What is stuttering?

Stuttering (also known as stammering) is a speech disorder in which the smooth rhythm and flow of speech is disrupted by sounds or words being repeated, stretched out or becoming stuck. It affects, children, adolescents and adults but usually starts in early childhood, often between 2 – 3 years of age.

How common is it?

In a study of Australian infants 8.5% had begun to stutter by 36 months of age. This figure increased to 12.2% by 48 months. Onset typically occurs as children are starting to put words together into short sentences.

What are the symptoms?

Stuttering can be classed as mild, moderate or severe. It may begin very suddenly, seemingly overnight, or it may start gradually- over days, weeks or even months. It is a very variable condition that will often change in type and frequency over time. Young children can appear to stutter some days and not others. Often, as stuttering develops, children show signs of effort and struggle while speaking.

Stuttering may present in a variety of ways including:

  • repetition of sounds (e.g. m-m-m-monkey), syllables (e.g. ba-ba-banana), words (e.g. Where- where- where is it?) or even phrases (e.g. Can I- Can I- Can I have a drink?)
  • stretching of sounds and/or words (g. Mmmmy name is Tom)
  • stoppage of speech, that is, when the child attempts to say something but no sound is made (e.g. …………………… I have a dog)

What causes stuttering?

There is no known cause of stuttering at this stage, however the latest research and evidence suggests that it is a physical disorder most likely due to a problem with the neural processing (brain activity) that underlies speech production. There is also strong evidence that genetics is involved as stuttering tends to run in families, however the precise nature of the inheritance is currently unknown. Contrary to popular belief, stuttering is not caused by a traumatic event or experience, anxiety or stress and is not the result of anything parents did or did not do.

What are the effects?

Children who stutter are often teased and can show signs of effort or struggle when they speak. They can feel embarrassed and frustrated and may develop anxiety in social situations, which can make their stuttering worse. As a result, they often try to avoid speaking situations, such as reading aloud or answering questions in class which can limit educational opportunities. Some people also develop secondary behaviours such as eye blinking, grunting, grimacing or other body movements that accompany stuttering.

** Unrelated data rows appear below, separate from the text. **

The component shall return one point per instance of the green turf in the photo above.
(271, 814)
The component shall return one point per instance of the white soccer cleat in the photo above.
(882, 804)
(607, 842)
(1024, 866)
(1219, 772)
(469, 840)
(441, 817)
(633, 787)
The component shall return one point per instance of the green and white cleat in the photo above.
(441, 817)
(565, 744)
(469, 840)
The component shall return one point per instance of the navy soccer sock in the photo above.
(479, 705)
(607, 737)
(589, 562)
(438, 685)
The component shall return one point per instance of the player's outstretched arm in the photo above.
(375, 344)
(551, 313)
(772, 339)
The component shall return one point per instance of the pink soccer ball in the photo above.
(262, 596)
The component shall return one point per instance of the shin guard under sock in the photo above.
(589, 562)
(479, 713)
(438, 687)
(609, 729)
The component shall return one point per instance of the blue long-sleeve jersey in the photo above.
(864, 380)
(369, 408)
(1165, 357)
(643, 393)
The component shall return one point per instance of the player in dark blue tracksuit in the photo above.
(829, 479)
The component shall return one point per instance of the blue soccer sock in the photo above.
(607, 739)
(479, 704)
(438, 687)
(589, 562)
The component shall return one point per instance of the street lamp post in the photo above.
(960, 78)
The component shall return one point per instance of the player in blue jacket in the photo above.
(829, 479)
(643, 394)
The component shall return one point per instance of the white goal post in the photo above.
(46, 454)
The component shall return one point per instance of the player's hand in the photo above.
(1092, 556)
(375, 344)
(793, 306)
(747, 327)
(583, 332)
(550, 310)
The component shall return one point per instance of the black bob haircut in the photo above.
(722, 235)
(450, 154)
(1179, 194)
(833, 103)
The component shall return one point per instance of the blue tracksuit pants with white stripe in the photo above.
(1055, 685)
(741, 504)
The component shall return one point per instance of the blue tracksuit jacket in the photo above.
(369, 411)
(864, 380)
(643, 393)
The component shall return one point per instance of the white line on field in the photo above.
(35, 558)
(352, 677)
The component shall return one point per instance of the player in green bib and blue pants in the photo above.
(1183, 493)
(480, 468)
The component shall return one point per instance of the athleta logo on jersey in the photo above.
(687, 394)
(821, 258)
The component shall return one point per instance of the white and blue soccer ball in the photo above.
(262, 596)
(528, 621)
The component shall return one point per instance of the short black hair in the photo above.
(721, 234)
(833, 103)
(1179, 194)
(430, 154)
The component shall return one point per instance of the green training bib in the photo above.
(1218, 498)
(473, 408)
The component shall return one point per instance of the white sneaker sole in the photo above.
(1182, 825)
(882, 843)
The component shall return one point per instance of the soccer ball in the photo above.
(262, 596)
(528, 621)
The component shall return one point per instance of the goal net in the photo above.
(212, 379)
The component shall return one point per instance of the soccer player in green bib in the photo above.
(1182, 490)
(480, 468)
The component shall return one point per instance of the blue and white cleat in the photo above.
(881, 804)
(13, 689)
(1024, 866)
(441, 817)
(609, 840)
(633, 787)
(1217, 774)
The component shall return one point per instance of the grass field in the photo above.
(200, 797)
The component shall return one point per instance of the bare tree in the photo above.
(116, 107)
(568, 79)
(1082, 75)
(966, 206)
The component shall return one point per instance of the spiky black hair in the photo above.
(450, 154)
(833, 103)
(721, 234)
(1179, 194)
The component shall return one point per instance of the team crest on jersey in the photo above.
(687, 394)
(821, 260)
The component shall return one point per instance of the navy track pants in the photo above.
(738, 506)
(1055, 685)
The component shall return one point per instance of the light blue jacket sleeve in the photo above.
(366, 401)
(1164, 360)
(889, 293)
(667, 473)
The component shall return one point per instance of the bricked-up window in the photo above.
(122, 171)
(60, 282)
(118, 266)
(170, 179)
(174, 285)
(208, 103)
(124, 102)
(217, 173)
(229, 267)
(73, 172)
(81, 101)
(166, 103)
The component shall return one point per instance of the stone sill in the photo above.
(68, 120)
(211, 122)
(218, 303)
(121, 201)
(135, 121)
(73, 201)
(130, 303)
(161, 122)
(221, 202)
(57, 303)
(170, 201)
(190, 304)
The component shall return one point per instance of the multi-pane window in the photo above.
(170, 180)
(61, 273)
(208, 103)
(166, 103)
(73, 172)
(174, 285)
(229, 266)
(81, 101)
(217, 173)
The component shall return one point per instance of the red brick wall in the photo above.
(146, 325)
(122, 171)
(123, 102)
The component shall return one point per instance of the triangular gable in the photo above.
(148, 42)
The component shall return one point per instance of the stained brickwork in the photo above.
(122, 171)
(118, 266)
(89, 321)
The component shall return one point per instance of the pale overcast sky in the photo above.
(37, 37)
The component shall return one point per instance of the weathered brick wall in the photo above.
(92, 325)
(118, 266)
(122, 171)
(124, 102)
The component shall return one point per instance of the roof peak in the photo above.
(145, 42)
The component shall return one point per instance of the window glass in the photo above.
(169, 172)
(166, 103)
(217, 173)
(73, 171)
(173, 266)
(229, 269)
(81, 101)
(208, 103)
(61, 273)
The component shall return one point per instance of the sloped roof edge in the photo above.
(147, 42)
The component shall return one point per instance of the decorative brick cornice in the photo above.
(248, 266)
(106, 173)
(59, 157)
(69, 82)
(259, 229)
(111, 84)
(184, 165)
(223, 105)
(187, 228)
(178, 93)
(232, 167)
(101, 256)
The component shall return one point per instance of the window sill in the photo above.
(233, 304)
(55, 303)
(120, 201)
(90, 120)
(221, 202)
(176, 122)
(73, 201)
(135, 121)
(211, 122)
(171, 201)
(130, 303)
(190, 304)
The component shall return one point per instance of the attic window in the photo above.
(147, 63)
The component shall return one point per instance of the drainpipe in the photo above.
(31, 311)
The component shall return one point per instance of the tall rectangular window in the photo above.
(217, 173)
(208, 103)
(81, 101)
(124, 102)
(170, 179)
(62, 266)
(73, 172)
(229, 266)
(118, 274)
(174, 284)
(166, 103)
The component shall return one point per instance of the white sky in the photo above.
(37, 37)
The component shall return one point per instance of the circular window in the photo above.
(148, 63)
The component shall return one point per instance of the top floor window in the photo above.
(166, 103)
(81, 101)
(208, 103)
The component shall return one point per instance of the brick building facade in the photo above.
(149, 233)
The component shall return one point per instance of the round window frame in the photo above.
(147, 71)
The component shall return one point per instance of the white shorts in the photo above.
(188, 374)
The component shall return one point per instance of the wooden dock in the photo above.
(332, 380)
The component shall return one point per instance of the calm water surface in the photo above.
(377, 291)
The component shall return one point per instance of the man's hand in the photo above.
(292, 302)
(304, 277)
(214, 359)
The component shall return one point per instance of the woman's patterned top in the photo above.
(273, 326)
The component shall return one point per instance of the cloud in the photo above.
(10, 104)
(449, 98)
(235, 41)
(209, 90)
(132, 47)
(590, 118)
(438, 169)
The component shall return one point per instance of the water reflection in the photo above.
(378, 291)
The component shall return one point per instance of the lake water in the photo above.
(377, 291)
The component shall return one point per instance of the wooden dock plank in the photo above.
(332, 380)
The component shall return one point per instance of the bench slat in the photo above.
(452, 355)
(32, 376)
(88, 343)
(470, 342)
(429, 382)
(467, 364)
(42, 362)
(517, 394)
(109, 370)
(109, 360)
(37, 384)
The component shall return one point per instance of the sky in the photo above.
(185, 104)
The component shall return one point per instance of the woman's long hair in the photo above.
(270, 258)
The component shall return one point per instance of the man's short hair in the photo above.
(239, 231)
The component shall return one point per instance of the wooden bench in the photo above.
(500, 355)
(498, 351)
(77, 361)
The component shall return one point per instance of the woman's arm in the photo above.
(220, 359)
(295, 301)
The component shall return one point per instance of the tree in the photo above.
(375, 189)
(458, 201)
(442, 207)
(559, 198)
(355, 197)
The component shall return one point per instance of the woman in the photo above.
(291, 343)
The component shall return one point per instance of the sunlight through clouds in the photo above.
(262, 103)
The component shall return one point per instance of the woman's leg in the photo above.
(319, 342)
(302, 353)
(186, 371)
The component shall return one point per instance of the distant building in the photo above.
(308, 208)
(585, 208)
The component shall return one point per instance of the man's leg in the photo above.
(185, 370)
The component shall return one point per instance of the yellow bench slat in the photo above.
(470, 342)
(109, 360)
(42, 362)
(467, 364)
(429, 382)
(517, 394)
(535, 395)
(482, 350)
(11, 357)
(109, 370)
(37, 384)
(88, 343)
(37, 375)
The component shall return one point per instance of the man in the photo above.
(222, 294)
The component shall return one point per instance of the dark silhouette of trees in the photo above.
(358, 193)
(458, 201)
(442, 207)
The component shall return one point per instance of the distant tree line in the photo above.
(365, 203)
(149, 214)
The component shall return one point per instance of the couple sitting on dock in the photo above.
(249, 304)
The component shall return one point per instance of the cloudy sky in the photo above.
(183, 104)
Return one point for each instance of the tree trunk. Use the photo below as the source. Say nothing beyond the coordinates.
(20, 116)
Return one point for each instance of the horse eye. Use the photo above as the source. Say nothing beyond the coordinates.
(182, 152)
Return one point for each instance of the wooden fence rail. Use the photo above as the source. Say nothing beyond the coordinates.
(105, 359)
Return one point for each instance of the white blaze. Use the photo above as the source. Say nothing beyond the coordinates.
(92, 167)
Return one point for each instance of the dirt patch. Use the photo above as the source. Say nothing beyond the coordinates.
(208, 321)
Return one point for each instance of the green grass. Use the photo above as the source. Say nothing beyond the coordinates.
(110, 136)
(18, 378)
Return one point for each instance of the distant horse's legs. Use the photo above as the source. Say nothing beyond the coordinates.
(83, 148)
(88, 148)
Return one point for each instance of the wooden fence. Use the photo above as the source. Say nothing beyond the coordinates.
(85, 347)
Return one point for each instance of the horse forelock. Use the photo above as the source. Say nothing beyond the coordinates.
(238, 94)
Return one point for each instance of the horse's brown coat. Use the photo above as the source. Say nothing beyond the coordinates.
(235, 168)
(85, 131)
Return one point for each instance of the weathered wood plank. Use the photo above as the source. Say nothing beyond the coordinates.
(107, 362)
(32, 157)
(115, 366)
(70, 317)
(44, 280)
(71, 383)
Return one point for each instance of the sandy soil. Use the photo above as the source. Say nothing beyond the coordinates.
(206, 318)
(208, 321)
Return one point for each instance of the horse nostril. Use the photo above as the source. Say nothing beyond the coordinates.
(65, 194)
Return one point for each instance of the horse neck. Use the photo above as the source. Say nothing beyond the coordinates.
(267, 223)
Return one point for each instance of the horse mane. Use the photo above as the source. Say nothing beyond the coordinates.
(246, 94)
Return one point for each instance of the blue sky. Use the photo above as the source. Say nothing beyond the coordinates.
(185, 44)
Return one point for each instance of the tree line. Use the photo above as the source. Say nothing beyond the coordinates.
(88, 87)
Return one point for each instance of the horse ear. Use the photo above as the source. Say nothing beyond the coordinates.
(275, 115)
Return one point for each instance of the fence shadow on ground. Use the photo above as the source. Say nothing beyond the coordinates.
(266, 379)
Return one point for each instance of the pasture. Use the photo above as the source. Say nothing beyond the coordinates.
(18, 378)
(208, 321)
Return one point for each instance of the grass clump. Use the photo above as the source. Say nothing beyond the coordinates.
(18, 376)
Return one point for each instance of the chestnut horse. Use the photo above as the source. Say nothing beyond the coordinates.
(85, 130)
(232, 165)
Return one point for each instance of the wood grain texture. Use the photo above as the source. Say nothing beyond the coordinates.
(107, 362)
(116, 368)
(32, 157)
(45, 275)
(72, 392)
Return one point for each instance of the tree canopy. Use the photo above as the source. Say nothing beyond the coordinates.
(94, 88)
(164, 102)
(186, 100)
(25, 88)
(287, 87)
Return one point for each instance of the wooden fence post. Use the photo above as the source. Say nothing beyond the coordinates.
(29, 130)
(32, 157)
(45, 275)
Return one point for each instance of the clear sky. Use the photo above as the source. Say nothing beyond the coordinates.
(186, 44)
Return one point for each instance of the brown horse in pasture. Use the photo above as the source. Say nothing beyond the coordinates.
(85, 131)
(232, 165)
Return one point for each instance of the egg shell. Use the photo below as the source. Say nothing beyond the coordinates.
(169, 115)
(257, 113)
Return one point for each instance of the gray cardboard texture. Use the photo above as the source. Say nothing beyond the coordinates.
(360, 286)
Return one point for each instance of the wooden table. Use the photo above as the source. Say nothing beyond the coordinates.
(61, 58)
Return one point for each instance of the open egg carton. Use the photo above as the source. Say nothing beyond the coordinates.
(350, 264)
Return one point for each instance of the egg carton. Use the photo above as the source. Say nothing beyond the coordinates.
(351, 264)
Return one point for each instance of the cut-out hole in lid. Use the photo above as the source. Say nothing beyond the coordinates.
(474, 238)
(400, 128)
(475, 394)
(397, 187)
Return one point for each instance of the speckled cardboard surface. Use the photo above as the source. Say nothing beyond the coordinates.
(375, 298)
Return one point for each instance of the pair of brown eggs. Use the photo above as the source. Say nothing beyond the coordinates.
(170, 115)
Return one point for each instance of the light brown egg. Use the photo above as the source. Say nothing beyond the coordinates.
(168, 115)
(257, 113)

When to seek professional help?

If your child begins to stutter I would encourage you to contact a speech pathologist for advice. A “watchful waiting” period may be recommended before commencing treatment, as some children do experience natural recovery. However, this will be determined following careful consideration of various factors including (but not limited to) the child’s age, when the stuttering began and whether or not there is a family history of stuttering.

At this stage, it is not possible to predict which children will and will not recover without treatment. However, we do know that it is important to begin treatment of stuttering some time within 12 months of onset, as few children will have recovered without treatment by then. Furthermore, the preschool years are the best time to begin treatment using the Lidcombe Program of Early Stuttering Intervention. There are also effective treatments available for older children and adults who stutter.